# 48x18x18=?????



## sisonek (Sep 8, 2009)

There is a local guy trying to sell a "100 gallon" 48x21x21 aquarium when I add up those dimensions I only get 91 gallons can someone double cheek this?


----------



## cjacob316 (Dec 4, 2008)

i get the same thing, most 100 gallon tanks are 60 inches long or more


----------



## Toby_H (Apr 15, 2005)

Aquarium volumes are very commonly rounded off...

My standard 125 gal is 72" x 18" @ 21" and has a maximum capacity of around 115 gallons when you take the honest to God internal dimentions.

Sellers rounding to the sellers advantage is a common thing that probably isn't going anywhere...

48 x 18 x 18 = 15552... divided by 231 = 67.3 US Gallons...

48 x 21 x 21 = 21168... divided by 231 = 91.6 US Gallons...

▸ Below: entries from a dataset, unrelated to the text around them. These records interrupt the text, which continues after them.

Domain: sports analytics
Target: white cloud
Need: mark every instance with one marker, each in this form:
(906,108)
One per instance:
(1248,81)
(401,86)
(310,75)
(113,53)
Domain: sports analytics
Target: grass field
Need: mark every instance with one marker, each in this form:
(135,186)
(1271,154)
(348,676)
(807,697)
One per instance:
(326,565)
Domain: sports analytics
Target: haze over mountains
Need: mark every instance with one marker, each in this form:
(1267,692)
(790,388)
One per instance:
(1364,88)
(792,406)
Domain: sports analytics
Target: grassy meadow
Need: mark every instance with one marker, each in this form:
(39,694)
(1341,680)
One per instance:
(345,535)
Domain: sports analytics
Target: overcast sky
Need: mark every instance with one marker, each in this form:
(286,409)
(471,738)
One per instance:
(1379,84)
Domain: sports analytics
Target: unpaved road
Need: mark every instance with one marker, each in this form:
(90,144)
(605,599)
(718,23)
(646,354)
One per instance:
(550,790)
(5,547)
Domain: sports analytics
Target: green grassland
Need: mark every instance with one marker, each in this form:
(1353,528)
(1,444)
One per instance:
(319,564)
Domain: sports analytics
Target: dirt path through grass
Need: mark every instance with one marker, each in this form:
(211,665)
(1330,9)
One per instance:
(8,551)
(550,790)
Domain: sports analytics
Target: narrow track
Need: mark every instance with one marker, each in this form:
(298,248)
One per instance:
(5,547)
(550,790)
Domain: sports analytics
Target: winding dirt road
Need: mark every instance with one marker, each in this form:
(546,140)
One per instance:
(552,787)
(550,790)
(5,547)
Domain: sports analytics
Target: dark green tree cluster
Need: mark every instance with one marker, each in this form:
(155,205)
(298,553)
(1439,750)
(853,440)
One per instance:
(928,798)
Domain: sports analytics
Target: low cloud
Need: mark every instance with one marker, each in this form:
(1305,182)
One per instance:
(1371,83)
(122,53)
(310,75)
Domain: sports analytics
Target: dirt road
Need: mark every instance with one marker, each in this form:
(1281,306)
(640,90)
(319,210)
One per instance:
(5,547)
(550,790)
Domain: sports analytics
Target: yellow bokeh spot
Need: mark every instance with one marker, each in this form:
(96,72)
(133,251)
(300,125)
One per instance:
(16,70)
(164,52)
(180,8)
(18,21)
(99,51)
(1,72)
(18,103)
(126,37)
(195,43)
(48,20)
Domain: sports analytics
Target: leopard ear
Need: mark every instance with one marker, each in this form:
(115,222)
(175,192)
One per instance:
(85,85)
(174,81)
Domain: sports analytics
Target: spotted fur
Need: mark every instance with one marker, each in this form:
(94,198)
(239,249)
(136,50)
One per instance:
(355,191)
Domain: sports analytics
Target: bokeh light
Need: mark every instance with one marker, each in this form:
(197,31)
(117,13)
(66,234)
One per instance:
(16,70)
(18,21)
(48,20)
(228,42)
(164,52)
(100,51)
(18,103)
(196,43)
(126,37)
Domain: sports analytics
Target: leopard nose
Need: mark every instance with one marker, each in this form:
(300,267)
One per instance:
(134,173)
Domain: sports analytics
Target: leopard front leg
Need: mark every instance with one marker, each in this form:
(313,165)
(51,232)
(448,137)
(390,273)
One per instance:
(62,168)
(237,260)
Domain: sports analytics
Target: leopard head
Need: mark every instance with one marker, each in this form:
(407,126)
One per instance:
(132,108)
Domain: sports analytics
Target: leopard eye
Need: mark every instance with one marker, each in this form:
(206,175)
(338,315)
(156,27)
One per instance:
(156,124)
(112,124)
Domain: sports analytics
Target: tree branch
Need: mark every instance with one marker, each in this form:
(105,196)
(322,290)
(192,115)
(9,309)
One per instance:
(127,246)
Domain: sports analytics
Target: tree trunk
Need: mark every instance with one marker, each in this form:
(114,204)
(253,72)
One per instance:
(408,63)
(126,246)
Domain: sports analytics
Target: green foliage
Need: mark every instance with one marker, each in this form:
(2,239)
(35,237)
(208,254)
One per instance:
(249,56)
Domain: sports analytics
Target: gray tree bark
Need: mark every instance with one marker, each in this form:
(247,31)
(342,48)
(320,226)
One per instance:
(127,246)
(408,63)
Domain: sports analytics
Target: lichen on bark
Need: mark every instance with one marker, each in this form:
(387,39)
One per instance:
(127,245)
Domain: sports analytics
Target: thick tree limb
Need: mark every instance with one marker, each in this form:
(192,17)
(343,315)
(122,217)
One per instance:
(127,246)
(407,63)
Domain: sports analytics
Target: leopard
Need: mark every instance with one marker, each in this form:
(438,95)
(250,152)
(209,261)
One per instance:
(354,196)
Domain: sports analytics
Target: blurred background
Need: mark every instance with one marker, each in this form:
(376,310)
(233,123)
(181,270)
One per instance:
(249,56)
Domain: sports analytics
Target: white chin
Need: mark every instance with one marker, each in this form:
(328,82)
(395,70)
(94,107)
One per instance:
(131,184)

I recently sold my 48 x 24 x 24 120 Gal tank, it was a great tank, I hated to get rid of it... I would jump on the 48 x 21 x 21 if the price was right...


----------



## sisonek (Sep 8, 2009)

well i would really like to get this tank but there is no stand with it and i am having a hard time trying to find one


----------



## Toby_H (Apr 15, 2005)

sisonek said:


> well i would really like to get this tank but there is no stand with it and i am having a hard time trying to find one


They sell stands to fit any tank at Home Depot... in the lumber department... you just have to (design, cut, ) assemble (and finish) it yourself.


----------